Metadata-Version: 2.4
Name: mosaic-bench
Version: 0.1.0
Summary: A benchmark suite for differentiable physics solvers
Project-URL: Homepage, https://github.com/pasteurlabs/mosaic
Project-URL: Documentation, https://docs.pasteurlabs.ai/projects/mosaic/latest
Author-email: "The Mosaic team @ Pasteur Labs + OSS contributors" <info@simulation.science>
License: Apache-2.0
License-File: LICENSE
Requires-Python: >=3.10
Requires-Dist: docker>=6
Requires-Dist: filelock>=3
Requires-Dist: jax[cpu]
Requires-Dist: matplotlib
Requires-Dist: numpy
Requires-Dist: nvidia-ml-py
Requires-Dist: optax
Requires-Dist: pandas
Requires-Dist: psutil
Requires-Dist: pyyaml
Requires-Dist: rich>=13.0
Requires-Dist: tesseract-core[runtime]>=1.9.0
Requires-Dist: tesseract-jax
Requires-Dist: typer>=0.12
Provides-Extra: dev
Requires-Dist: mosaic-shared; extra == 'dev'
Requires-Dist: pre-commit; extra == 'dev'
Requires-Dist: pytest; extra == 'dev'
Requires-Dist: pytest-cov; extra == 'dev'
Requires-Dist: pyyaml; extra == 'dev'
Requires-Dist: ruff; extra == 'dev'
Description-Content-Type: text/markdown

![logo](logo.png)

# Mosaic: a benchmark suite for differentiable physics solvers

Mosaic measures gradient quality, computational cost, and solver compatibility across 14 differentiable physics solvers in 4 domains.
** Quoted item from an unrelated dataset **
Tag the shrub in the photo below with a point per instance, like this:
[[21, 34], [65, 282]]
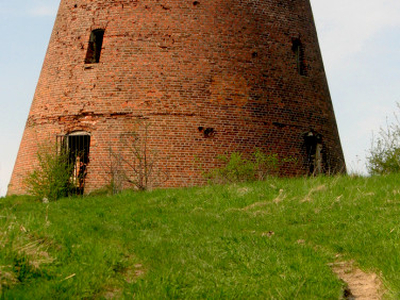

Each solver is packaged as a [Tesseract](https://github.com/pasteurlabs/tesseract-core) container exposing a uniform `apply` / `vjp` interface, enabling cross-solver comparison regardless of language or AD backend.

### Why Mosaic?

Differentiable physics solvers unlock gradient-based optimization for topology optimization, aerodynamic design, optimal control, and solver-in-the-loop ML. But the practical cost of obtaining correct gradients is largely undocumented: solvers span multiple languages and AD frameworks, runtime overhead varies by orders of magnitude, and subtle numerical issues (ill-conditioned Jacobians, chaotic divergence, floating-point truncation) can silently corrupt gradients. Mosaic provides a standardized, solver-agnostic evaluation that surfaces these practically relevant differences so practitioners can make informed choices.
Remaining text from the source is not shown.